Whilst a regular 20-minute nap makes you feel much more refreshed for the afternoon, there is no evidence that doing it regularly will help your health in the long term. But there is some (admittedly small) evidence of health benefits associated with a longer nap of about two hours (the length of a siesta, the afternoon nap practiced in parts of southern Europe). One study of about 3,500 adult volunteers carried out by the University Hospital of Lausanne, Switzerland, in 2019, found that one to two naps per week was associated with a lower risk of heart disease. Other studies, carried out in southern Europe, have found that people who have regular siestas generally enjoy a lower risk of heart attacks.
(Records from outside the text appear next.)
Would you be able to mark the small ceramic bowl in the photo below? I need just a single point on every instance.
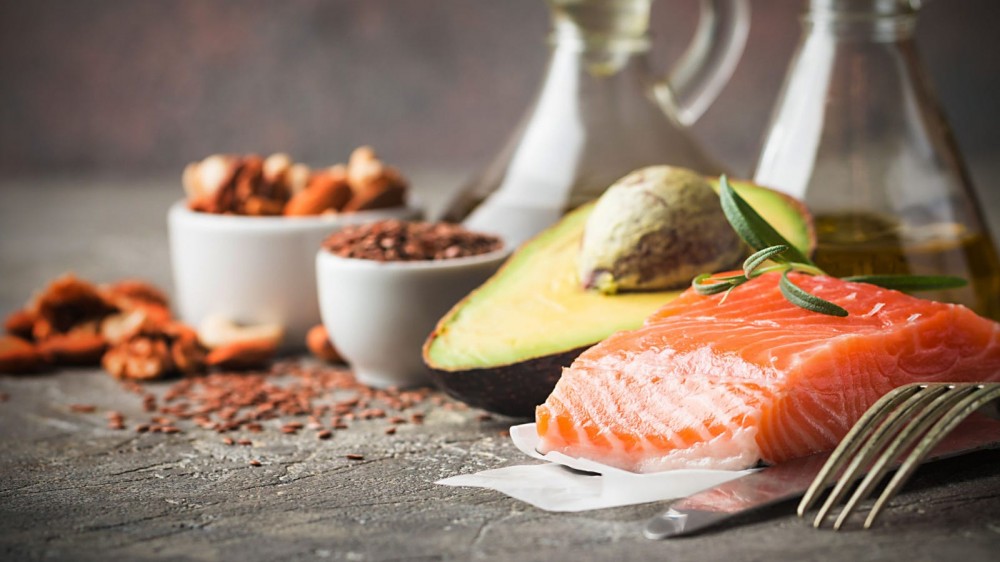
(254, 269)
(378, 314)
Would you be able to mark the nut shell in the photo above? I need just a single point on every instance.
(319, 344)
(18, 356)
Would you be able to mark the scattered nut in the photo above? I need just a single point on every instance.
(18, 356)
(21, 323)
(67, 303)
(154, 352)
(75, 348)
(319, 344)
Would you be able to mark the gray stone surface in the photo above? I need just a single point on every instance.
(71, 489)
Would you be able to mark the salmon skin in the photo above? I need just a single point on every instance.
(707, 383)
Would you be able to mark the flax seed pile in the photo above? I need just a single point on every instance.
(290, 398)
(394, 240)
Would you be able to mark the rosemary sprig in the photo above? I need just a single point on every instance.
(771, 246)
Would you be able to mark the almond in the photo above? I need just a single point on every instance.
(391, 195)
(242, 355)
(327, 190)
(135, 291)
(18, 356)
(318, 342)
(216, 331)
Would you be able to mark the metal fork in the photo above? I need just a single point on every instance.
(911, 419)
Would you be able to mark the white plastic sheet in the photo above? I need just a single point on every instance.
(565, 483)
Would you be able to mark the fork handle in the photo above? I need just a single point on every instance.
(773, 485)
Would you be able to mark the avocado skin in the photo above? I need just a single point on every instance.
(509, 390)
(515, 388)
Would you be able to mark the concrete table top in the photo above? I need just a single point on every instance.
(72, 489)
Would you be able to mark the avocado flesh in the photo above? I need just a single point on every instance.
(502, 348)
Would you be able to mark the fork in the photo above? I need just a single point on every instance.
(911, 419)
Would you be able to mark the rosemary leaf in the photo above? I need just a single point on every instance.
(910, 282)
(758, 258)
(808, 301)
(751, 227)
(718, 286)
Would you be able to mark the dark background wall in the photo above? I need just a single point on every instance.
(142, 87)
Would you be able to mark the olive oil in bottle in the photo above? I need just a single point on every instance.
(867, 243)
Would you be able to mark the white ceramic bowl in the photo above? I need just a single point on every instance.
(254, 269)
(378, 314)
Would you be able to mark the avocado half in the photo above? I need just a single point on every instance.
(503, 347)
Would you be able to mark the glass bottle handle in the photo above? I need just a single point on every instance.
(709, 60)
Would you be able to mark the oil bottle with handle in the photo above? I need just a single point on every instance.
(858, 135)
(602, 112)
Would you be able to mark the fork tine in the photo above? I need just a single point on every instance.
(916, 427)
(874, 440)
(984, 394)
(849, 444)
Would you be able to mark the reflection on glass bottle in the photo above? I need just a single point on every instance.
(602, 113)
(858, 134)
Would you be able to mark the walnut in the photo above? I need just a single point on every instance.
(327, 191)
(319, 344)
(65, 304)
(156, 351)
(18, 356)
(21, 323)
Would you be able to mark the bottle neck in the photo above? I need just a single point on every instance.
(601, 25)
(877, 21)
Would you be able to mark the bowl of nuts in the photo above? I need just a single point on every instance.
(383, 286)
(243, 242)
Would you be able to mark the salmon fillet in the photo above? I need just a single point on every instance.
(712, 384)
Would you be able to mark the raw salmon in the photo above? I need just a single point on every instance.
(713, 384)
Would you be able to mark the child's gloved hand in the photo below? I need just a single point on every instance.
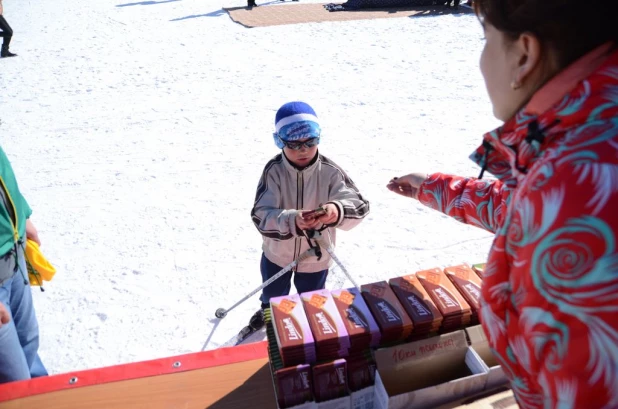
(306, 224)
(4, 315)
(331, 216)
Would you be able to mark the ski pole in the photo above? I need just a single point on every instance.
(322, 243)
(222, 312)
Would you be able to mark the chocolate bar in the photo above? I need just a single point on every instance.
(362, 328)
(469, 285)
(456, 312)
(329, 331)
(418, 304)
(394, 323)
(294, 337)
(293, 385)
(479, 269)
(361, 371)
(330, 380)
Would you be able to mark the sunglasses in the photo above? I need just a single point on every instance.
(296, 145)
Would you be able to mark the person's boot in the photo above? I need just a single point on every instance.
(257, 321)
(6, 53)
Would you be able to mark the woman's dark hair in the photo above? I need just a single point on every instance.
(571, 28)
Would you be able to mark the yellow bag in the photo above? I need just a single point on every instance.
(39, 269)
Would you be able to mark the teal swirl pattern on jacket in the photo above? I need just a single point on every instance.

However, these were observational studies looking at people’s natural behaviour, and as a result were unable to eliminate other factors that might be at play, experts say.

Generally, whilst daytime naps are helpful if you are sleep-deprived for a few days a week, the experts think they should not become a routine replacement for proper night-time sleep. “If you get to two o’clock every day and think ‘I can’t go on, I need to sleep’, then there is perhaps something wrong with either your sleep or the way you’re living your life,” says Dr Stanley.

Dr Bostock also warns: “If you have difficulty falling asleep, or wake up multiple times during the night and struggle to get back to sleep, it might be better to avoid napping. Napping resets your natural sleep drive, so long naps can disrupt night time sleep.”